I am at a loss to understand how this narrative can possibly make sense. Other officials could have “scapegoated” Libby by telling investigators that he was the only one who talked to reporters about Plame. But as far as we know, they didn’t; and, in any event, since he admits that he did discuss Plame with reporters, such “scapegoating” would be immaterial. Or, perhaps, Vice President Cheney could have “scapegoated” Libby by ordering Libby to tell investigators that he heard about Plame from reporters, and not from Cheney. But Cheney obviously did not do this. The reason the prosecutor knows that Libby “actually learned it from Cheney and several other administration officials weeks earlier” is that those administration officials, apparently including Cheney, so testified. And, in any event, it is not Libby’s defense that he committed perjury at Cheney’s direction.
So in what conceivable sense could Libby have been “scapegoated” or made a “sacrificial lamb”? His prosecution arises solely from the fact that he told the grand jury that he had first heard about Plame from reporters, when the testimony of all other witnesses, apparently including both executive branch employees and reporters, is to the contrary. Libby now admits, evidently, that his testimony was wrong, but attributes his mistake to a faulty memory. How could Cheney, Rove, or anyone else have been responsible for Libby’s memory?
Maybe you had to hear the whole thing to make sense of it; the opening statements went on for several hours. As reported, though, I can’t see how Wells’ “scapegoat” theory can possibly be a coherent interpretation of the facts.

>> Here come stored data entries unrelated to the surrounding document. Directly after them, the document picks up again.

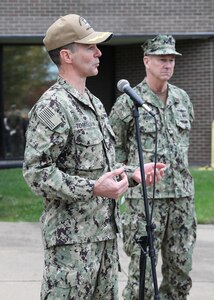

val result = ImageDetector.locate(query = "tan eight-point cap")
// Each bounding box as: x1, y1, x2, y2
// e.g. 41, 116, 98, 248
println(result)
43, 14, 113, 51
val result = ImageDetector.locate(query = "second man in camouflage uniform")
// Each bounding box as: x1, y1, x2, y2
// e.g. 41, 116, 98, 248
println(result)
109, 35, 197, 300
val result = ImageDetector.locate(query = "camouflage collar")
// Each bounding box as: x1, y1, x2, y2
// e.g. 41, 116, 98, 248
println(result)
57, 76, 95, 109
141, 79, 180, 108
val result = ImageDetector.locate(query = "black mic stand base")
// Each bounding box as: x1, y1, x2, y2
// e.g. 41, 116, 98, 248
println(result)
135, 223, 160, 300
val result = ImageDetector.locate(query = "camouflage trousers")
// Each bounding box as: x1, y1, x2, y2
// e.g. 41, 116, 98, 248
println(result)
41, 239, 119, 300
122, 196, 197, 300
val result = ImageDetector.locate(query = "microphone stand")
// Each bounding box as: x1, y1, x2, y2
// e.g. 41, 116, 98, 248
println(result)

The other possibility, of course, is that Wells knows that the jury consists of Democrats, most of whom are hostile to the Bush administration. Libby was a high official in that administration, and the jury’s verdict will depend largely on its subjective assessment of his credibility in claiming a memory lapse. So it would be no wonder if Wells thought that his first order of business was to tell the jury that his client was not one of those nasty Karl Rove Republicans.
On the positive side, it appears that Wells will defend Libby’s actions in responding to Wilson’s lies:

Cheney was properly concerned when Wilson falsely implied that Cheney should have known about Wilson’s conclusion that Iraq was not trying to purchase nuclear weapons material.
Libby, he said, was appropriately deputized by a furious Cheney to set the record straight.
“Was he mad?” Wells asked. “You doggone betcha.”

Maybe by the time the trial is over, the Post will no longer be saying, as it did today, that “Wilson concluded [reports that Iraq was trying to buy uranium from Niger to make nuclear weapons] were baseless.” They could start by reading their own reporting. We discussed the linked Post article here.